Reputation: 267077
I need to parse blocks of text which are in a format something like this:
Today the weather is excellent bla bla bla.
<temperature>35</temperature>.
I'm in a great mood today.
<item>Desk</item>
I want to parse text like this, and translate it into an array which resembles something like this:
$array[0]['text'] = 'Today the weather is excellent bla bla bla. ';
$array[0]['type'] = 'normalText';
$array[1]['text'] = '35';
$array[1]['type'] = 'temperature';
$array[2]['text'] = ". I'm in a great mood today.";
$array[2]['type'] = 'normalText';
$array[3]['text'] = 'Desk';
$array[3]['type'] = 'item';
Essentially, I want the array to contain all of the text in the same order as in the original text, but split into types: Normal text (meaning stuff which wasn't between any tags), and other types like temperature, item, which were determined by the tags the text was between.
Is there a way to do this (i.e seperate the text into normal text, and other types, using regular expressions) or should I behind the scenes convert the text into properly structured text, like:
<normal>Today the weather is excellent bla bla bla.</normal>
<temperature>35</temperature>.
<normal> I'm in a great mood today.</normal><item>Desk</item>
Before it tries to parse the text?
Upvotes: 1
Views: 437
Reputation: 5072
EDIT: Now it works exactly as expected!
Solution:
<?php
$code = <<<'CODE'
Today the weather is excellent bla bla bla.
<temperature>35</temperature>.
I'm in a great mood today.
<item>Desk</item>
CODE;
$result = array_filter(
array_map(
function ($element) {
if (!empty($element)) {
if (preg_match('/^\<([^\>]+)\>([^\<]+)\</', $element, $matches)) {
return array('text' => $matches[2],
'type' => $matches[1]);
} else {
return array('text' => $element,
'type' => 'normal');
}
}
return false;
},
preg_split('/(\<[^\>]+\>[^\<]+\<\/[^\>]+\>)/', $code, null, PREG_SPLIT_DELIM_CAPTURE)
)
);
print_r($result);
Output:
Array
(
[0] => Array
(
[text] => Today the weather is excellent bla bla bla.
[type] => normal
)
[1] => Array
(
[text] => 35
[type] => temperature
)
[2] => Array
(
[text] => .
I'm in a great mood today.
[type] => normal
)
[3] => Array
(
[text] => Desk
[type] => item
)
)
Upvotes: 3
Reputation: 122
Try reading through the text, line by line.
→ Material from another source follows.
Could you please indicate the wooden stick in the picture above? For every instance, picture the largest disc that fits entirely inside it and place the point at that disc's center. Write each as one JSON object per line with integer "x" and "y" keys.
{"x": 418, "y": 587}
You have 2 cases. Adding normal text and adding text that has a special tag. While adding the normal text to a variable, look for a tag with regexp.
preg_match("/\<(\w)\>/", $line_from_text, $matches)
matches the tag, the ()'s saves the word to use with your array in $matches. Now just add text to a variable until you meet the end tag. Hope this helps.
Upvotes: 1